Village de la Justice : Pourquoi avoir choisi de faire ce métier ? Quelles sont les difficultés inhérentes à ce domaine particulier du droit ?

Gilles Piquois  : J’ai choisi ce métier car cela me permettait de ne pas avoir de patron, ce que mon père m’a toujours conseillé de faire. Mais le droit d’asile est difficile à pratiquer car il est géré par les responsables politiques, qui sont d’une grande médiocrité et d’une hypocrisie à toute épreuve.

Les enfants réfugiés sont des requérants comme les autres et pas des tricheurs.

Mon intérêt pour ce domaine remonte au temps où j’étais étudiant, lorsque j’étais membre de la Ligue des droits de l’Homme. Avocat, j’ai rencontré des confrères qui plaidaient à la commission de recours des réfugiés et une de mes premières expériences marquantes date de l’époque où, avec Hervé Temime, nous plaidions à la 16ème chambre correctionnelle. A côté des trafiquants de drogue, on retrouvait une population de réfugiés, très différente des autres car volontaires, de tous âges, et qui veulent réussir à oublier les épisodes de souffrances qu’ils ont vécu.

J’avais notamment fait beaucoup de permanences au tribunal pour enfants. Je défends encore des enfants réfugiés grâce à l’aide juridictionnelle. Il faut rappeler que ce sont des requérants comme les autres, car on présente ces enfants comme des tricheurs potentiels avec cette lamentable histoire des tests osseux qui déterminent grossièrement l’âge du migrant (voir en fin d’article). Un procédé que le Conseil constitutionnel a de nouveau validé en mars 2019.

En quoi la dernière loi « Asile et Immigration » impacte-t-elle votre pratique quotidienne ?

Il faut tout d’abord rappeler que la procédure devant la Cour nationale du droit d’asile impose l’usage du français, ce qui pose souvent des problèmes aux migrants. L’Office Français de Protection des Réfugiés et Apatrides (OFPRA) et la Cour soutiennent de ne pouvoir comprendre que le français.

La réforme "Asile et Immigration" se fait sur le dos du réfugié, perçu comme de la pollution humaine.

De plus, les réfugiés n’ont toujours pas droit au double degré de juridiction. L’OFPRA est une administration, elle prend une décision et cette décision ne peut pas être déférée à un tribunal de première instance, elle va directement devant la Cour nationale du droit d’asile. Il n’y a donc qu’une chance pour le traitement des recours des réfugiés.
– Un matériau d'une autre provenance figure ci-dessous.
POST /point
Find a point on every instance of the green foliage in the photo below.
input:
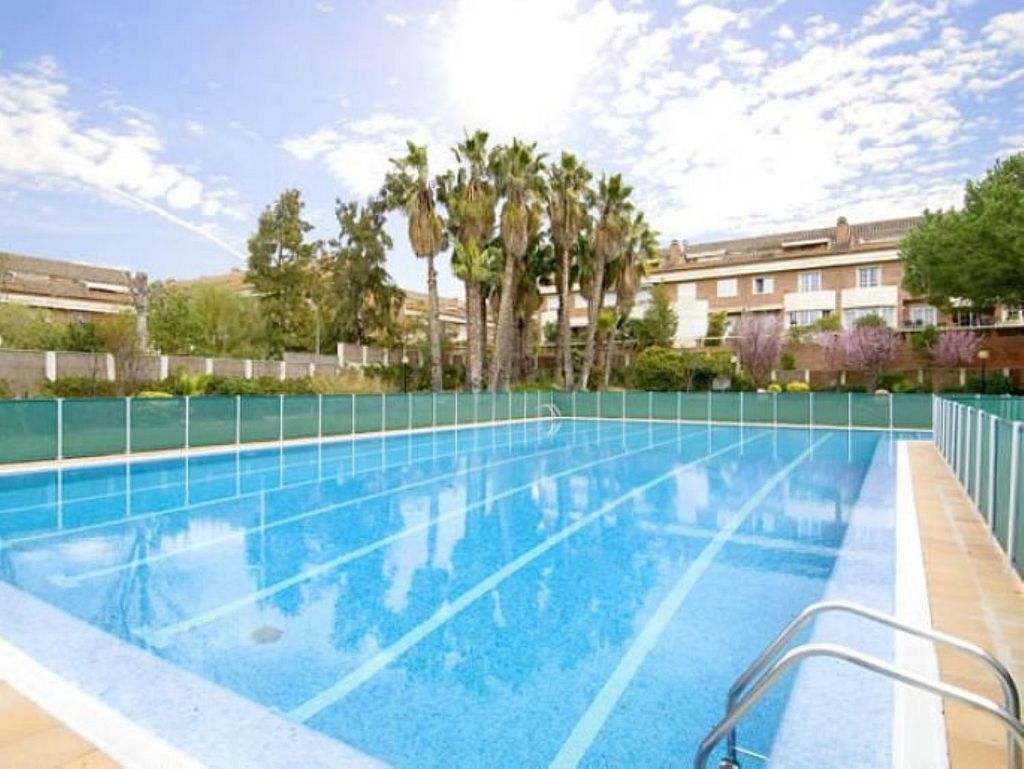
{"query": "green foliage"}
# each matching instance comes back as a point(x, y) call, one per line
point(923, 341)
point(657, 326)
point(658, 369)
point(80, 387)
point(992, 384)
point(716, 329)
point(364, 300)
point(976, 253)
point(282, 272)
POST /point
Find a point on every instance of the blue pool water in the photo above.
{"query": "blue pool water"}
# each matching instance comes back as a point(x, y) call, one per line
point(545, 593)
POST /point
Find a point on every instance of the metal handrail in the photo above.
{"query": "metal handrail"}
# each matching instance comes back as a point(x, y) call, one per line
point(555, 411)
point(1010, 694)
point(792, 657)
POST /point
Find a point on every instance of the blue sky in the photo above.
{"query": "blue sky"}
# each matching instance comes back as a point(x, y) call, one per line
point(151, 134)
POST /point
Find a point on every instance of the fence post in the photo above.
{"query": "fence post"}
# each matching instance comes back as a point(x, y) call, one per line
point(59, 428)
point(977, 459)
point(1015, 472)
point(991, 470)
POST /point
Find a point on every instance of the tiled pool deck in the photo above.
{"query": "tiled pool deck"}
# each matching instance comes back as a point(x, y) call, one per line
point(973, 594)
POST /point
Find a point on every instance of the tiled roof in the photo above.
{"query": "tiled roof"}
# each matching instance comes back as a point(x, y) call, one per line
point(819, 240)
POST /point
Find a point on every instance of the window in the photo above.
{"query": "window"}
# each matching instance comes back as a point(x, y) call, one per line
point(810, 282)
point(850, 316)
point(868, 278)
point(924, 314)
point(807, 316)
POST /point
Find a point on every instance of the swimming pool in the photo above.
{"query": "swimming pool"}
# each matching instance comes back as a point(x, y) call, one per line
point(552, 592)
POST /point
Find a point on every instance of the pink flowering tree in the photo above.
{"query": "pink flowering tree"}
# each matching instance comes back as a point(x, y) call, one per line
point(871, 348)
point(760, 345)
point(955, 349)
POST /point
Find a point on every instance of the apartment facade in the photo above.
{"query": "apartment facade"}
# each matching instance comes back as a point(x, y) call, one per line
point(70, 290)
point(847, 270)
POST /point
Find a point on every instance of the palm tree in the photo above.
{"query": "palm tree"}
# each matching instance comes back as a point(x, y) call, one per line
point(469, 197)
point(518, 179)
point(610, 239)
point(640, 251)
point(409, 187)
point(567, 195)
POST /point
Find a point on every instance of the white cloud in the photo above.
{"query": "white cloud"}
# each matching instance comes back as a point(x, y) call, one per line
point(44, 141)
point(496, 80)
point(704, 22)
point(357, 153)
point(1007, 30)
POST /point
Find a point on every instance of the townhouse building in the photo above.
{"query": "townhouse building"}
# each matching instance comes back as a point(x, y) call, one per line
point(846, 270)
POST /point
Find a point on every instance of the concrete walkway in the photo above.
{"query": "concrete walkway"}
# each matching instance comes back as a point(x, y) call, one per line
point(32, 739)
point(975, 595)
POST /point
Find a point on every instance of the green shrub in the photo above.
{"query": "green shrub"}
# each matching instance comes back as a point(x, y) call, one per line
point(994, 384)
point(658, 369)
point(80, 387)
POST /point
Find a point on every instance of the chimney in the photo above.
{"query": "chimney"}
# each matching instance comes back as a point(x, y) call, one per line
point(843, 233)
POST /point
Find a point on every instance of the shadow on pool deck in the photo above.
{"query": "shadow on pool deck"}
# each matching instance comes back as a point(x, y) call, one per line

En ce qui concerne ma pratique quotidienne, la loi « Asile et Immigration » promulguée le 10 septembre 2018 a modifié profondément les conditions de défense des demandeurs d’asile. Et cette réforme se fait sur le dos du réfugié, perçu comme de la pollution humaine. Elle permet de supprimer l’accès à l’audience aux demandeurs d’asile, d’introduire le juge unique, de limiter l’aide juridictionnelle.

Vous aviez fait l’objet d’un documentaire qui s’intéressait à votre travail auprès des demandeurs d’asile en 2018, on l’imagine ayant vocation à interpeller la population sur cette problématique. Comment qualifieriez-vous la couverture faite par les médias sur ce sujet ?

Il est nécessaire que nos compatriotes acceptent de regarder différemment ces justiciables. Quand on prend par exemple la question du délit de solidarité, on se demande où l’on va. Les étrangers demandeurs d’asile sont des personnes qui, par les épreuves qu’ils ont traversées, ont besoin de notre aide. Et cette solidarité est réciproque car nous sommes tous gagnants dans la finalité.

Il y a une grande responsabilité des dirigeants politiques qui n’ont pas de vision.

Il y a une grande responsabilité des dirigeants politiques qui n’ont pas de vision. Ils ne font que du marketing politique afin d’accéder au pouvoir et avoir ses avantages. Or, ils doivent aider à réaliser cette prise de conscience auprès des gens qui, parce qu’ils ont des problèmes, estiment avoir la priorité sur tous les autres. Dans le même temps, cela fait le jeu de l’extrême-droite qui peut infuser ses idées dans la société. Un rapport parlementaire [1] rappelle que l’immigration est quelque chose de positif au développement de notre société. Tous les géographes le disent et la France est le seul des pays de l’Europe occidentale à avoir conservé un taux de natalité supérieur à 2.

Vous considérez-vous comme un avocat engagé ?

Pas vraiment, d’autant que nos chers confrères sont très contents de nous féliciter de nos actions alors même que nous ne faisons que notre travail. Si on parle d’engagement stricto sensu, les avocats d’Amazon ou de Google sont tout aussi engagés que nous. La seule différence est que nous sommes libres, contrairement à eux, vis-à-vis de nos clients.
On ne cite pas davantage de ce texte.